Taking the endpoint me/accounts
as an example. A request can be made as follows:
const { body } = await got.get('https://graph.facebook.com/v6.0/me/accounts', {
searchParams: {
access_token: '<access_token>',
fields: 'id,name',
limit: 1
},
responseType: 'json'
});
Here is the response body for this request:
{
"data": [
{
"id": "<id>",
"name": "<name>"
}
],
"paging": {
"cursors": {
"before": "<cursor_before>",
"after": "<cursor_after>"
},
"next": "https://graph.facebook.com/v6.0/<id>/accounts?access_token=<redacted>&fields=id%2Cname&limit=1&after=<cursor_after>"
}
}
Notice that paging.next
returns the entire URL that should be used to fetch the next set of data. This URL contains an after
search param cursor which is used to paginate.
So now let's hook up the pagination API:
const accounts = await got.paginate.all('https://graph.facebook.com/v6.0/me/accounts', {
searchParams: {
access_token: '<access_token>',
fields: 'id,name',
limit: 1
},
responseType: 'json',
pagination: {
transform: (response) => response.body.data,
paginate: (response) => {
const { paging } = response.body;
if(!paging.next) {
// As per the Facebook docs, if there is no `next`, there is no more data.
return false;
}
// Otherwise, we should return the whole URL.
return {
url: paging.next
};
}
}
});
This almost works, but the issue is that the specified searchParams
in the options takes precedence over the query string parameters in the paging.next
url that is set in the returned url
property. As a result, the after
search param which is present in paging.next
is ignored.
The workaround is to return both a url and a blank string as the searchParams from the paginate
function:
return {
url: paging.next,
searchParams: '' // undefined / null / {} does not work here, it has to be a blank string
};
This is also an issue for other options such as prefixUrl
, which need to be set to the empty string to ensure that got does not include them in subsequent paged requests.
I wonder if there needs to be a way for got to accept a full URL as a return from the paginate
function, and to use that URL as-is (with no merging of previous options).
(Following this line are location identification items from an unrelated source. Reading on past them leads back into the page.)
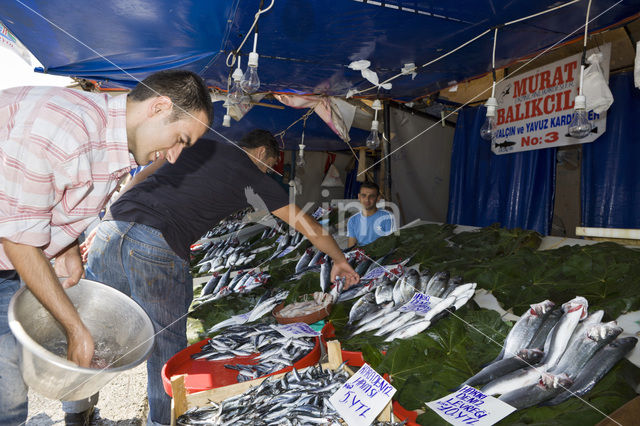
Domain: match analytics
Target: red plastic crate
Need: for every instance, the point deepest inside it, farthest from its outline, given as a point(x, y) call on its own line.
point(204, 375)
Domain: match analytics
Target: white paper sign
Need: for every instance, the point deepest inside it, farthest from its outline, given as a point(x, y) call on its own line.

I imagine the system that Facebook has in place is not atypical.
You sure?
Sorry you are right. VSCode didn't seem to pick this up via auto importing. Thanks for clarifying ๐
VSCode didn't seem to pick this up via auto importing
Sometimes I experience this too with other TS projects.
This almost works, but the issue is that the specified searchParams in the options takes precedence over the query string parameters in the paging.next url that is set in the returned url property.
That works as intended. It's in the docs. searchParams
override the ones in the URL. But an empty string should still replace the query string in the URL. Setting that to undefined
should fix this. If it doesn't, please make an issue about this.
This is also an issue for other options such as prefixUrl
That works as intended too. You can avoid this behavior by passing url: new URL(next)
.
Setting that to undefined should fix this. If it doesn't, please make an issue about this.
Strangely, setting to undefined
causes the original searchParams
to be added to the URL again for the second page. I don't have enough data to test against subsequent pages but I suspect the params would continue to be duplicated for each subsequent page. Setting to ''
(empty string) was the only thing I could get to work.
I will submit an issue.
You can avoid this behavior by passing url: new URL(next)
Thanks for the tip! That works nicely.
There are two more relevant issues:
Any feedback is greatly appreciated โค๏ธ
For now I simply do the following until I wrap my head around pagination
const clusters = await got.get(url, options);
response.send(JSON.parse(clusters.body).value);
great module! thanks!
Would it make sense for got.paginate
to act as an event emitter or a readable stream?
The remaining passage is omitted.